In frame 6, he has driven off the mound and released the pitch. He hasn't thrown against a stiff leg, which allows in frame 7 for his upper body to finish over his glove side leg. His body is squared up and he is in good fielding position.

In last year's scouting report, I wrote that one mechanical issue with Wood was his occasional tendency to pitch against a stiff glove side leg. Instead of getting out over the top of his plant foot, he occasionally throws against it, which results in his upper body being pushed back towards the rubber. You can see the difference in these two photos:

In photo 1, Wood has a bit more flex in the knee and he is able to get out over his front leg. However, in photo 2, you can see how he throws against a stiff glove side leg. Given the position of the glove side leg in photo 2, it will be very difficult for his momentum to carry his upper body out over the top of his legs. The stiff plant leg leaves no other option than to pitch against his leg. His momentum will not get out over the top of his legs, but rather will be checked and pushed back towards second base by the stiff plant leg. Not only may it lead to inconsistency in his pitches, but it may also increase the stress on his body, as pitching against a stiff leg is a bit jarring and the body won't be able to absorb or distribute the shock very well. He may be advised to shorten up his stride a bit, as throwing against a stiff front leg and failing to get out over your plant foot is often the result of over-striding.

Again, you can see his MLB scouting video here.

Overall, as you can see, Wood has smooth and efficient mechanics. One potential cause for concern, however, is Wood's slight build. He's only 5-11 and weighs in at 166 lbs. Given his height, he is not going to be able to pitch on a downward plane, which isn't ideal because his fastball only sits in the 88-91 mph range as it is. So, he may have to work harder to maintain acceptable velocity. It may benefit Wood to add more strength to his lower body, as that may help take some strain off of his arm and potential give him a tick or two more velocity on his fastball. The best and most efficient pitchers throw with their entire body, not just their arm. Wood does a nice job coiling up his body and driving off the mound, but increased lower body strength may lower his risk of an arm injury.


It's not uncommon for young prospects to struggle in their first taste of double-A ball.
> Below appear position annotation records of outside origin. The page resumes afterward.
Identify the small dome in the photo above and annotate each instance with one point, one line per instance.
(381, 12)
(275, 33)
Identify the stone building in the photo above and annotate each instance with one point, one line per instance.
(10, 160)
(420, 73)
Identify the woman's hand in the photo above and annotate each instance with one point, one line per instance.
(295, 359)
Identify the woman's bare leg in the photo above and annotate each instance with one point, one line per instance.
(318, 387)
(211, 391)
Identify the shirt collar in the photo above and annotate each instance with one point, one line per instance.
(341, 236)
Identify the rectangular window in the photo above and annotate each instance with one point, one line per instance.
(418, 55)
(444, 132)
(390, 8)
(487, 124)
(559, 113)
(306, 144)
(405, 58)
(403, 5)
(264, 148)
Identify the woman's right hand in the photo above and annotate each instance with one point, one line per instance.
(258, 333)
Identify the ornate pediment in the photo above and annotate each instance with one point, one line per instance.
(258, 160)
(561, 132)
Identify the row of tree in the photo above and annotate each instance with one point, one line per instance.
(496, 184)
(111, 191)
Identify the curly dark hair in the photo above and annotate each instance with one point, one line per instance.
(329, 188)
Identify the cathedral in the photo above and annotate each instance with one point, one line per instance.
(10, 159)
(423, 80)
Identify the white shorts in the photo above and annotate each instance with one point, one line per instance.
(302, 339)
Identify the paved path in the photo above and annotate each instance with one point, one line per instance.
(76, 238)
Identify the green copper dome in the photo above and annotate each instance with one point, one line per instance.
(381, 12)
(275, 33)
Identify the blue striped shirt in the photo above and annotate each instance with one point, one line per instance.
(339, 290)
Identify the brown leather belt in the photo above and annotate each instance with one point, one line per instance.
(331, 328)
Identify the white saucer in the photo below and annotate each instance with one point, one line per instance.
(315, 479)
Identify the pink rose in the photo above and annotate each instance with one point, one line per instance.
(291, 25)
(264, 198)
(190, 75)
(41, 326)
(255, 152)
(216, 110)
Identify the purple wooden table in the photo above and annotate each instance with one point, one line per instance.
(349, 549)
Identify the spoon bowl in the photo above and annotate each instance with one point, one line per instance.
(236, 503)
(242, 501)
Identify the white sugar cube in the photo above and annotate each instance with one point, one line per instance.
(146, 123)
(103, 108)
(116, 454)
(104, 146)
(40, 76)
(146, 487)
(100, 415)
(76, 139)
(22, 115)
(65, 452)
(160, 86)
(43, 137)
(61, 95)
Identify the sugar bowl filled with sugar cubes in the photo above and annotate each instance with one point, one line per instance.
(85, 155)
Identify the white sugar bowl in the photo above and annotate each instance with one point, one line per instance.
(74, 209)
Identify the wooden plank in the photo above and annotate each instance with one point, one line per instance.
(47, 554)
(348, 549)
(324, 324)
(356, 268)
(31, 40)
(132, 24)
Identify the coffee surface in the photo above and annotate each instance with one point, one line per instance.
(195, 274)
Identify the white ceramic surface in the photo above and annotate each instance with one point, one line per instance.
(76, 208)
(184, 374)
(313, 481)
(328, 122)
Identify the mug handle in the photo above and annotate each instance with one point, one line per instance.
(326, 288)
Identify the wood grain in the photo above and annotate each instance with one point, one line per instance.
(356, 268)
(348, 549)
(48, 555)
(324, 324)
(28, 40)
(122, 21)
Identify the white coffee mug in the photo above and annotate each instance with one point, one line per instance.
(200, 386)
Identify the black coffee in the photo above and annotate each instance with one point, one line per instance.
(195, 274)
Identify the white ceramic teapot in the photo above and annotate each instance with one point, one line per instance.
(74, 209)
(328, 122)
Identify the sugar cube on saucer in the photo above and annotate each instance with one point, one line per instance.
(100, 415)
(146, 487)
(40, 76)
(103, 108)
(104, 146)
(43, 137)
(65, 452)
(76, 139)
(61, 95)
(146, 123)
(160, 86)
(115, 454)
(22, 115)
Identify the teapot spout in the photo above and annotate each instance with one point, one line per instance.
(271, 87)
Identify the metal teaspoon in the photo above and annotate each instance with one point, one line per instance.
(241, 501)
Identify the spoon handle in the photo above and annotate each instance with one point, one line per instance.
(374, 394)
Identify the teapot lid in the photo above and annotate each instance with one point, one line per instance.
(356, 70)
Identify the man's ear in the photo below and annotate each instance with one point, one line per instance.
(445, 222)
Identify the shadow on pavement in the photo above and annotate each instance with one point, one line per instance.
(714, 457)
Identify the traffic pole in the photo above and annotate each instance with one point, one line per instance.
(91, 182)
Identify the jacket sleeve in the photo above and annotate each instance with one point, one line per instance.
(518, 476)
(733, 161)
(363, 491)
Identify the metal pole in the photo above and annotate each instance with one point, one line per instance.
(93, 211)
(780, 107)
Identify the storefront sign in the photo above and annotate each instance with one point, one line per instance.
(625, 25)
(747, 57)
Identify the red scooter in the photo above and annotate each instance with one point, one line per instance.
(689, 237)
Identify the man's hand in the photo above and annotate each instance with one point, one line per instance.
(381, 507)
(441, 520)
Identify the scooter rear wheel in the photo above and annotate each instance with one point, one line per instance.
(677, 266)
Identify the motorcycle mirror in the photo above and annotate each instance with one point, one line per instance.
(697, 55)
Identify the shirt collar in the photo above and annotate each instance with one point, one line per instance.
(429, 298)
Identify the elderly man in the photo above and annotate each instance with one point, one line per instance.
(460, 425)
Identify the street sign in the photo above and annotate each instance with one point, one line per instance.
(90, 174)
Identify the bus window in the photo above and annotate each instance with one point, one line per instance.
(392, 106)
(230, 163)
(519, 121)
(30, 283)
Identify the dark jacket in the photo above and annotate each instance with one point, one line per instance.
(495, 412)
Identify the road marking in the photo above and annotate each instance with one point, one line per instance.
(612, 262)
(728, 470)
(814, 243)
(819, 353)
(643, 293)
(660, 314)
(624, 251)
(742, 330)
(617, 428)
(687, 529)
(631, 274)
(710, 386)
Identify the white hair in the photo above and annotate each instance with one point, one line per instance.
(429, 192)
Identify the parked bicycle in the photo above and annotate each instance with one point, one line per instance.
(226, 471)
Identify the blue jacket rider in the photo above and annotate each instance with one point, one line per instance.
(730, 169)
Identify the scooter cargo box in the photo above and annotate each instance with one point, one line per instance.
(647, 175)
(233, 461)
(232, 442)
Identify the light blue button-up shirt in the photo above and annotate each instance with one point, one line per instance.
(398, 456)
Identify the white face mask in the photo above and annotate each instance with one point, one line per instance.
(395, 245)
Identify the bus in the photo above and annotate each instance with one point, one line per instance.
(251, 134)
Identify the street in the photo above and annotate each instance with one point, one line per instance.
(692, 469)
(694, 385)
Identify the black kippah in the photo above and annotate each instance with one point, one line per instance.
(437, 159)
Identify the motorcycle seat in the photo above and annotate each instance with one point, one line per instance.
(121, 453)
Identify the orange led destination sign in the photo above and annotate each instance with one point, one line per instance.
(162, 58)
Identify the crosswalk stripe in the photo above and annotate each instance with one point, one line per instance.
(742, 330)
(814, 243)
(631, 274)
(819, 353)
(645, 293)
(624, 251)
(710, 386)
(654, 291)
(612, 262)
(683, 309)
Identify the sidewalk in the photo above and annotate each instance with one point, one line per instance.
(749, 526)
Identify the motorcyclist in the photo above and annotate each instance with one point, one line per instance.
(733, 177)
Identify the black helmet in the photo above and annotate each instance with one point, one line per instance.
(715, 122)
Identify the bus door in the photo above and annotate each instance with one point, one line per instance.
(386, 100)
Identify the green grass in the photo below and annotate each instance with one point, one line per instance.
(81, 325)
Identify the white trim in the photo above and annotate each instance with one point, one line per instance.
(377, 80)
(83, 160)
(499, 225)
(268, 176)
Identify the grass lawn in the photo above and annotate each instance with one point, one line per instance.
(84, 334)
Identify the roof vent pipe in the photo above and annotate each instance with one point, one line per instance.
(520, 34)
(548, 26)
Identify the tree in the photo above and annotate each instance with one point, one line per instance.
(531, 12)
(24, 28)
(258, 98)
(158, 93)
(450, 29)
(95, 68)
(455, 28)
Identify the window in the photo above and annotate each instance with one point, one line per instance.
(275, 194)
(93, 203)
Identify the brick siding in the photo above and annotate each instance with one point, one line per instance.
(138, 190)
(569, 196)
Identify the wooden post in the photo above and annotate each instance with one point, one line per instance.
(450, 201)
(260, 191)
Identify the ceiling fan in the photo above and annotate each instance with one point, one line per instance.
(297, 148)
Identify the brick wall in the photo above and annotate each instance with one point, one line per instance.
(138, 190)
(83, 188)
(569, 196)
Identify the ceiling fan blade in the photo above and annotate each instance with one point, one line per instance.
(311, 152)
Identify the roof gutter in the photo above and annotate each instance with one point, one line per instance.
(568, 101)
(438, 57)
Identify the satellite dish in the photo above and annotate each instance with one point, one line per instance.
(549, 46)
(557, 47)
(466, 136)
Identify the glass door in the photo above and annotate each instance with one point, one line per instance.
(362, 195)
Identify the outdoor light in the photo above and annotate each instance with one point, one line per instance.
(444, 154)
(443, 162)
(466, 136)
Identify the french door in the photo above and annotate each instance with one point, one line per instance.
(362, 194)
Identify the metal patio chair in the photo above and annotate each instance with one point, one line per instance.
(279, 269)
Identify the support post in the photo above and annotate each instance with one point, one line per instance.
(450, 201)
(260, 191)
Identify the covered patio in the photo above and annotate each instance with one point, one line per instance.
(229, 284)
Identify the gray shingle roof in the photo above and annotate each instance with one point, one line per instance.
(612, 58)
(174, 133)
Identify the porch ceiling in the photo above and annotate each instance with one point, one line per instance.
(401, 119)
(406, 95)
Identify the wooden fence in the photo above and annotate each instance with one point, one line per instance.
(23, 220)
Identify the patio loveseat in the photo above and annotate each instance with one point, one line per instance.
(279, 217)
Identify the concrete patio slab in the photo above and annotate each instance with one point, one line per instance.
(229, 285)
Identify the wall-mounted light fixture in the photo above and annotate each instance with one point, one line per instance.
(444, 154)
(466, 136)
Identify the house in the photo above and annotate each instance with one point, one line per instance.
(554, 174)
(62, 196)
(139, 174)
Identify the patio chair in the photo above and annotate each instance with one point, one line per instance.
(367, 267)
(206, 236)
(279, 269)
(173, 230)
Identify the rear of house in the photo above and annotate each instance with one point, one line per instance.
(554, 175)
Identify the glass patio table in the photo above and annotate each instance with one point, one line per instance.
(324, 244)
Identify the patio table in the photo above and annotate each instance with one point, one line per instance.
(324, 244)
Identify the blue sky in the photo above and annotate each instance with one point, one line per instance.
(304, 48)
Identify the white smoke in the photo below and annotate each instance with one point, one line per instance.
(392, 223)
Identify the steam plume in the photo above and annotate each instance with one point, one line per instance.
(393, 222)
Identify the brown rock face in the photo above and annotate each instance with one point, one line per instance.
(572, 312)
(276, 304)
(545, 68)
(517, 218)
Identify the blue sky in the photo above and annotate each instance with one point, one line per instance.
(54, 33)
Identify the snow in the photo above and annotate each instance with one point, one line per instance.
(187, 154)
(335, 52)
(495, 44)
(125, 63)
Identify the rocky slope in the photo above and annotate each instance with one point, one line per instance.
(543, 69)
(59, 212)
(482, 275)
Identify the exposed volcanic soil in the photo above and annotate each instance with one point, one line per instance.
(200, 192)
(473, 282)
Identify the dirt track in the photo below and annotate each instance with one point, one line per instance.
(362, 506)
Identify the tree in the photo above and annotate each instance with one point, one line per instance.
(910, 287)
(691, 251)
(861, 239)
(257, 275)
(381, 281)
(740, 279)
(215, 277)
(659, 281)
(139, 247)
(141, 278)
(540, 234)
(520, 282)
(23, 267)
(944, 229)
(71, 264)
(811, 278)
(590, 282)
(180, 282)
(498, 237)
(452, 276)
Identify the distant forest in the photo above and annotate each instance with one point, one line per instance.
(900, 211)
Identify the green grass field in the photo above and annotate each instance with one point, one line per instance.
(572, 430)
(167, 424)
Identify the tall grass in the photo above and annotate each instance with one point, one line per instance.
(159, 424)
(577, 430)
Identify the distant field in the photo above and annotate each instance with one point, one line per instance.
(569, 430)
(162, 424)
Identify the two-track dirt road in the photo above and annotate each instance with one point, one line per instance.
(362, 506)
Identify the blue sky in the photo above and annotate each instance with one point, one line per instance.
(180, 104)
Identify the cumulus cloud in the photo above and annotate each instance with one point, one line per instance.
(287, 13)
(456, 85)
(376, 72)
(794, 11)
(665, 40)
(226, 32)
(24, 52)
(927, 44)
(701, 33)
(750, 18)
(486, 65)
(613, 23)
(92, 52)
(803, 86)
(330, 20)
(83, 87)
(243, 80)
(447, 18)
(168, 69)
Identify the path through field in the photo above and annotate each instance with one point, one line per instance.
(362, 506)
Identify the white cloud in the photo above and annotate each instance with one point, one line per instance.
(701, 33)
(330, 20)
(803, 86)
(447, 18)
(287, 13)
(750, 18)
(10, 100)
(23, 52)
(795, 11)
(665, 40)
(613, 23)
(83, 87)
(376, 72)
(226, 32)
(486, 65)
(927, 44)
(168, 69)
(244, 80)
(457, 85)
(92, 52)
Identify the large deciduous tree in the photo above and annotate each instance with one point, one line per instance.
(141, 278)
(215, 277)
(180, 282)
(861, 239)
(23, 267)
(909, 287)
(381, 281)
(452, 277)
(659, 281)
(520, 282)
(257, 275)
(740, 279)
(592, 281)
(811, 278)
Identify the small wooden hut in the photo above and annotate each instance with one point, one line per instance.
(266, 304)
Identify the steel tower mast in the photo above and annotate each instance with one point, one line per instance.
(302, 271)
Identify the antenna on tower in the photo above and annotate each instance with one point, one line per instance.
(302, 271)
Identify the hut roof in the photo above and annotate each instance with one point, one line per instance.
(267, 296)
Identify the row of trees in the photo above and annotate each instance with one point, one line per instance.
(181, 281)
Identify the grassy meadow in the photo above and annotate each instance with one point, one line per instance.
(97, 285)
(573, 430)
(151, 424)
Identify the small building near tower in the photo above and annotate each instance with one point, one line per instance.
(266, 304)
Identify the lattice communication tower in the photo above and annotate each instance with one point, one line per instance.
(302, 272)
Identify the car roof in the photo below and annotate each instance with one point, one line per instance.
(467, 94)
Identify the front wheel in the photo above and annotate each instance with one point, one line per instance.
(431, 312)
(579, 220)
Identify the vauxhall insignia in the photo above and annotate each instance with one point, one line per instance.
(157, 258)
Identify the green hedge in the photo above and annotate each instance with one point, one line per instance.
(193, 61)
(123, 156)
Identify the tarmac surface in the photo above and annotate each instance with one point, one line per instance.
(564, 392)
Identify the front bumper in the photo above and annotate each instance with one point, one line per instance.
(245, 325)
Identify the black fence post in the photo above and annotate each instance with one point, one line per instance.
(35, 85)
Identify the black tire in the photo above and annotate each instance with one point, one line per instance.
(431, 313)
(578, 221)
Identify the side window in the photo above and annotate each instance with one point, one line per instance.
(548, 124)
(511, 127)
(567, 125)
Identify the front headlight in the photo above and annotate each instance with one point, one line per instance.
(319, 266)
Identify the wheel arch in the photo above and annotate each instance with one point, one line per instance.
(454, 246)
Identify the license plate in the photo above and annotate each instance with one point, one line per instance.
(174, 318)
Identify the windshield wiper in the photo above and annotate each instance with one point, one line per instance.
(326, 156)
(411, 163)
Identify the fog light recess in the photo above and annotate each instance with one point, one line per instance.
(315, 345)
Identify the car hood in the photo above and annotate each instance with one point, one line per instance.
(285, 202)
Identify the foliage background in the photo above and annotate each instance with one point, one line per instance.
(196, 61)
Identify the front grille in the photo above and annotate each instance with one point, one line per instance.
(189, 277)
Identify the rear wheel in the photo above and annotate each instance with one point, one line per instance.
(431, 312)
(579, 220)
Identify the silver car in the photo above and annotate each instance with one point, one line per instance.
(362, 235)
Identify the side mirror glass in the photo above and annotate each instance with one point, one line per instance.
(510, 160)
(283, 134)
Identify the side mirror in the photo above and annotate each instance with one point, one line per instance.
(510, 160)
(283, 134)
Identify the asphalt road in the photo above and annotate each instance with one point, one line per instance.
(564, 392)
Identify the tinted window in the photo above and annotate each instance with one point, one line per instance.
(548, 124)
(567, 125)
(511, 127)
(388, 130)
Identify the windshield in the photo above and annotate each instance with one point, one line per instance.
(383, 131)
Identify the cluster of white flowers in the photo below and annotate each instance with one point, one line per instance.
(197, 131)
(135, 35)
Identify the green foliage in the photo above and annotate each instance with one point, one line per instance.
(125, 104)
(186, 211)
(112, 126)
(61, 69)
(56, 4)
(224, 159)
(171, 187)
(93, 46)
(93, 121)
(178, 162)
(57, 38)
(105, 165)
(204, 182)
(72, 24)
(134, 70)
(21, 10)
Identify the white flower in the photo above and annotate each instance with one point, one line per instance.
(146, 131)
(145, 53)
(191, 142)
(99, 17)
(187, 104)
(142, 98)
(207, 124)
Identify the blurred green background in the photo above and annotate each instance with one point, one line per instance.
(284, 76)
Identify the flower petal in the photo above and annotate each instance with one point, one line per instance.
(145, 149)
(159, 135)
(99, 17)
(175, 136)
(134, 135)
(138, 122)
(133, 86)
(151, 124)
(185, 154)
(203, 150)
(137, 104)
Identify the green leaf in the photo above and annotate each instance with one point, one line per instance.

The competition level is a significant jump from high-A ball, so an adjustment period is only natural. However, Wood will have to demonstrate a better curveball if he is going to find success at double-A. The higher he climbs the ladder, the more varied his repertoire will have to be. He'll need to improve his polish on the breaking ball and maintain the 88-91 mph velocity on his fastball to compliment his stellar change-up, as pitchers have a much more difficult time finding success at the upper level by relying heavily on just one pitch.

It won't take long in 2009 for Wood to reveal whether his 2008 struggles at double-A were the standard struggles of a young prospect or symptomatic of his inability to command an effective breaking ball. Travis Wood still wields the best change-up in the system, but he'll need to show more than that to find success at double-A next year. For now, he checks in at #19 on the list.